U.S. Congress fight over Syria pits establishment versus upstarts
WASHINGTON (Reuters) - The U.S. Congress, which votes largely along party lines on most issues, is displaying a different kind of split in the debate over Syria: Experienced lawmakers who support President Barack Obama's plans for military action are lining up against more skeptical and rebellious newcomers mostly from the ideological edges of both parties.
A similar pattern emerged earlier this year on a proposal to limit surveillance by the National Security Agency, which failed in the U.S. House of Representatives but attracted significant support both from Tea Party members and libertarians and Democratic liberals.
While the Republican leaders of the U.S. House of Representatives came out in support of Obama on Tuesday, a House Republican aide, who asked not to be identified, said he expected most Tea Party-backed Republicans, around 50 lawmakers, to vote against any resolution in the chamber, which currently has 433 voting members.
Their rationale, the aide said, is that the United States should not be involved in military action unless it is attacked.
The Democratic leadership of Congress is mostly supportive of Obama as well. But according to a rough count, about 30 or 35 Democrats in the House and four or five in the U.S. Senate have made statements leaning against military strikes.
While some are veteran liberals, most are newer arrivals such as Illinois freshman Representative Tammy Duckworth, an Iraq War veteran.
"Until I feel it's imperative to our national security, I will not support pre-emptive intervention in Syria," Duckworth said in a statement last week. "America shouldn't bear the burden unilaterally, especially since none of our allies, including those in the region, have committed to action."
Many say it is too early to call the vote. But some early estimates of how members could line up point to a group of House liberal Democrats, including some Congressional Black Caucus members, leaning against the resolution and joining hands with their ideological opposites - conservative and libertarian Republicans who eagerly have defied their leaders' wishes on several major issues earlier this year.
Obama has asked Congress to authorize limited action in response to what the administration says was a sarin gas attack by the Syrian government that killed more than 1,400 people, hundreds of them children, near Damascus on August 21.
The NSA vote earlier this year was on a proposal made jointly by conservative Representative Justin Amash and liberal Representative John Conyers, both from Michigan.

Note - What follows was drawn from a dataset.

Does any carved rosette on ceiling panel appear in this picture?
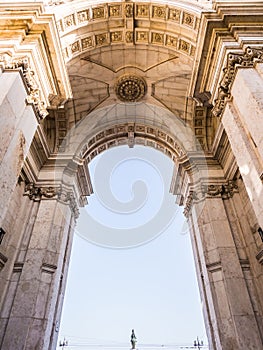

The measure failed in the house by 12 votes, with 111 Democrats and 94 Republicans in support.
Particularly in the case of the Democrats, early statements do not mean they will ultimately cast a vote against military action in Syria.
The situation is evolving rapidly on Capitol Hill, and members do not yet know the actual wording of the resolution they will be asked to vote on, which is still being crafted.
Things looked relatively bleak for Obama on Monday, for example, but they improved significantly on Tuesday when the top leaders of the House - Republicans and Democrats - announced their support of a military operation.
Such endorsements do not carry as much weight as they did in years past, however. That was illustrated vividly shortly after House Speaker John Boehner announced his position, when young conservatives started bucking him.
"I'm new here," said Representative Trey Radel, a Tea Party Republican on the House Foreign Affairs Committee, which will craft a resolution authorizing military action against Syria. "But being new here, I am very skeptical of Republicans and Democrats that have dragged us into wars of the past."
The freshman Florida congressman added, "When we look at Afghanistan and Iraq, I am questioning still today what is the end goal within these countries; what have we accomplished with so many lives being lost."
"We are going to see a significant number of anti-war Democrats join with a new generation of neo-isolationist Republicans," said Norm Ornstein of the American Enterprise Institute.
"They will, in turn, be joined by some Republicans who might not believe those things but just don't want to vote for anything that Barack Obama is for," he said.
Ornstein said, however, that Obama is in "incomparably better shape today than he was two days ago" in his drive to win congressional approval of limited military action.
"These coalitions that are emerging are quite different than what we normally see, even on authorizations for war and defense/military related votes," said Sarah Binder, a Brookings Institution scholar.
"On the Republican side, the issues here are between a growing isolationist-conservative wing of both the House and Senate Republican conference, contrasted with more traditional conservative 'war hawk' members of the Republican Party," she said.
"The question is, how deep do those divisions run?....I think it probably will be a close vote down to the wire."
Representative Steve Israel, a member of the House Democratic leadership, predicted a consensus will emerge that will overshadow the messy fight in the run-up to votes.
"At the end of the day, if a majority of the House of Representatives supports a form of this resolution, how we got there will be largely irrelevant," Israel predicted.